The “Guidelines for the Acute Medical Management of Severe Traumatic Brain Injury in Infants, Children, and Adolescents” were published on June 6 as special supplements to Pediatric Critical Care Medicine, Critical Care Medicine and the Journal of Trauma. I have copied for my readers some of the researcher’s suggestions.

Pediatric patients with traumatic brain injury should be treated in a pediatric trauma center or, failing that, a level I or II adult trauma center with pediatric trauma services. Transfers should be made as efficiently as possible — a previous treatment protocol for adult head traumas resulted in increased transfer times in one state.

Hypoxia must be treated appropriately; however, there is no evidence to support endotracheal intubation vs. bag-mask ventilation during transfer to the hospital.

The sensitivity of ventricular catheters, external gauge transducers, or catheter tip pressure transducers in monitoring intracranial pressure appears equal. Subarachnoid, subdural, epidural, and externally placed monitors are less accurate.

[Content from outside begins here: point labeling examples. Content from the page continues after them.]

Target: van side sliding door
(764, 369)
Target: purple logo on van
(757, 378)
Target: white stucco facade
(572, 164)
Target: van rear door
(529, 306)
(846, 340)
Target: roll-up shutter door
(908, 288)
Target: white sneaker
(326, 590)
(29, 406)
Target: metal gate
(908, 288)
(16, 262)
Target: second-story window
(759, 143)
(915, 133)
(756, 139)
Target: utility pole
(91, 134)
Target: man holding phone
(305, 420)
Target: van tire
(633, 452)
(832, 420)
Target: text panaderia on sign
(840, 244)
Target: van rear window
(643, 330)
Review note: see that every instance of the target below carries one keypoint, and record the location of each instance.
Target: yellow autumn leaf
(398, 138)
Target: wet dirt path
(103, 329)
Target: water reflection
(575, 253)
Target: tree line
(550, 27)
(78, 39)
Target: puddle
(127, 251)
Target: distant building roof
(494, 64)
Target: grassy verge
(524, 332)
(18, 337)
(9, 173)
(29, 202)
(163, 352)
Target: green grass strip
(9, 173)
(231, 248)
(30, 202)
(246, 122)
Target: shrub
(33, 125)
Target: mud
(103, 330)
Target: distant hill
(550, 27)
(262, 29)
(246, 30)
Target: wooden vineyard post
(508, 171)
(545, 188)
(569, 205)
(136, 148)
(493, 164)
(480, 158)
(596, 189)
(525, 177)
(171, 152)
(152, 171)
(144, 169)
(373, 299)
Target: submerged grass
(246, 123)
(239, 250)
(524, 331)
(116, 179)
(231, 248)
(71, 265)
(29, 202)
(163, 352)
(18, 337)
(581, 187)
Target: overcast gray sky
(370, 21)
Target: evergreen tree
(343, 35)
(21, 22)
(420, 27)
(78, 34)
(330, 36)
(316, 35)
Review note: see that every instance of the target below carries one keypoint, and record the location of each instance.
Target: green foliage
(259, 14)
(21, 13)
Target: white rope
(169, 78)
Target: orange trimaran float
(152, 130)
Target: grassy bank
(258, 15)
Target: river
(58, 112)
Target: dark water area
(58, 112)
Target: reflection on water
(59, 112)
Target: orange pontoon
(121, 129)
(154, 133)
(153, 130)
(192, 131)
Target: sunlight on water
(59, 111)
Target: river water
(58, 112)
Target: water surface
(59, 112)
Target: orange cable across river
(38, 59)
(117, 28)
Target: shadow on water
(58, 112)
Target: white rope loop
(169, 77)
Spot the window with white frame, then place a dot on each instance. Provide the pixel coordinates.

The routine use of sedation and neuromuscular blockade in severe pediatric traumatic brain injury is not supported by any scientific evidence.

Cerebrospinal fluid drainage via ventriculostomy is a first-line option for refractory elevated intracranial pressure.

Mannitol or hypertonic saline are both acceptable agents for lowering intracranial pressure.

Hyperventilation should only be used as a second-line method to reduce refractory intracranial pressure.

High-dose barbiturates may also be employed in the treatment of refractory increased intracranial pressure. Patients receiving this therapy require extremely close monitoring for hypotension.

Hyperthermia has been postulated to increase secondary mechanisms of brain injury in adults. Therefore, hyperthermia should be avoided in younger patients. Hypothermia, on the other hand, may be beneficial, and when intracranial hypertension is refractory, the authors recommend that it be considered, despite a lack of evidence.

Decompressive craniectomy also may be considered to improve refractory intracranial pressure. Surgical interventions may be more successful in patients with reversible brain insults.

There is no evidence to recommend steroid therapy in children with traumatic brain injury.

Although research has not directly addressed outcomes in pediatric patients with traumatic brain injury, nutritional support should be strongly considered with a goal of replacing 130%-160% of resting metabolism expenditure.

Prophylactic antiseizure medications are not recommended.